„Nicht die Anzahl ist entscheidend, sondern die Qualität“

Der Belgier Johan-Frank Dirickx besitzt rund 50 Porsche-Modelle. Über eine Passion, die mit einem knallgelben 911 Carrera RS 2.7 begann – und Dirickx bis auf den Kurs von Le Mans führte.

„Sag mal, Johan – was für ein Auto soll ich mir kaufen?“ Jim Delwiche blickt seinen zehnjährigen Enkel an und präzisiert dann die Auswahlmöglichkeiten: „Den Porsche oder die Corvette?“ Ein Dialog mit dem Grossvater führte zu dem Plan, alle luftgekühlten RS-Modelle zu sammeln.

Die Antwort des kleinen Johan-Frank Dirickx sollte seinen Lebensweg prägen. „Mein Grossvater fuhr einen britischen Sportwagen – haderte jedoch mit dessen Alltagstauglichkeit“, sagt der heute 63-Jährige. „So kam es zum schicksalhaften Moment.“ Wer die Sammlung von Dirickx im belgischen Antwerpen besucht, weiss sofort, auf welchen Sportwagenhersteller die Wahl fiel. Rund 50 Porsche-Modelle stehen in dieser grosszügigen, hell ausgeleuchteten Garage – fein säuberlich in speziellen Regalen aufgereiht.

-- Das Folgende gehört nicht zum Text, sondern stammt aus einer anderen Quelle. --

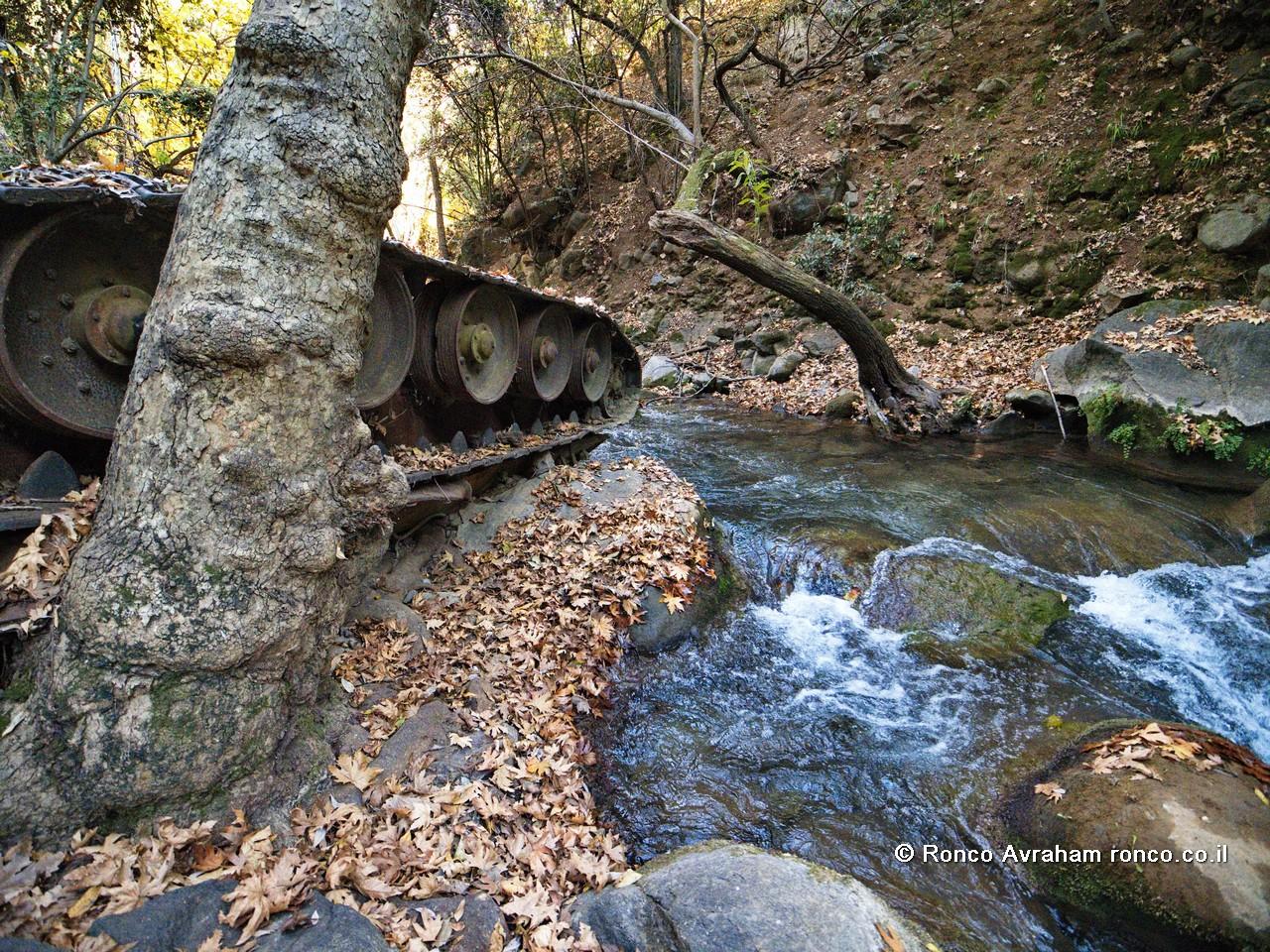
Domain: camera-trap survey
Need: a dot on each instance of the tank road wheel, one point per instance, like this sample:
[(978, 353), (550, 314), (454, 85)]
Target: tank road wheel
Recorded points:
[(477, 341), (75, 290), (389, 339), (547, 350), (592, 363)]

Johan-Frank Dirickx, Moby Dick 935 aus dem Jahr 2019, Antwerpen, 2022, Porsche AG
Dirickx mit seinem 935 aus dem Jahr 2019. Der GT2-RS-Motor mit 691 PS und die am Moby Dick 935 orientierte Karosserie machen das Fahrzeug zu einem seiner Lieblingsmodelle.
 Johan-Frank Dirickx‘ Porsche-Sammlung, Antwerpen, 2022, Porsche AG
Ob Bilder an der Wand, automobile Exponate oder Dirickx‘ Porsche-Sammlung – seine Leidenschaft erstrahlt in allen Farben.
Johan-Frank Dirickx‘ Porsche-Sammlung, Antwerpen, 2022, Porsche AG
Damit alle Porsche-Sportwagen ihren Platz in Dirickx‘ Garage finden, hat der Belgier spezielle Regale installiert.
Johan-Frank Dirickx‘ Garage, Antwerpen, 2022, Porsche AG
In Dirickx‘ Garage befinden sich nicht nur Fahrzeuge – die Ecken ohne Autos sind zwar überschaubar und doch ebenso spannend.
Panamera 4S E-Hybrid Sport Turismo, Antwerpen, 2022, Porsche AG
Privat fährt Dirickx einen Panamera 4S E-Hybrid Sport Turismo in Brewstergreen.
Johan-Frank Dirickx' Garage, Antwerpen, 2022, Porsche AG
Beim Gang durch Dirickx‘ Garage fühlt man sich bisweilen wie in einem Porsche-Museum.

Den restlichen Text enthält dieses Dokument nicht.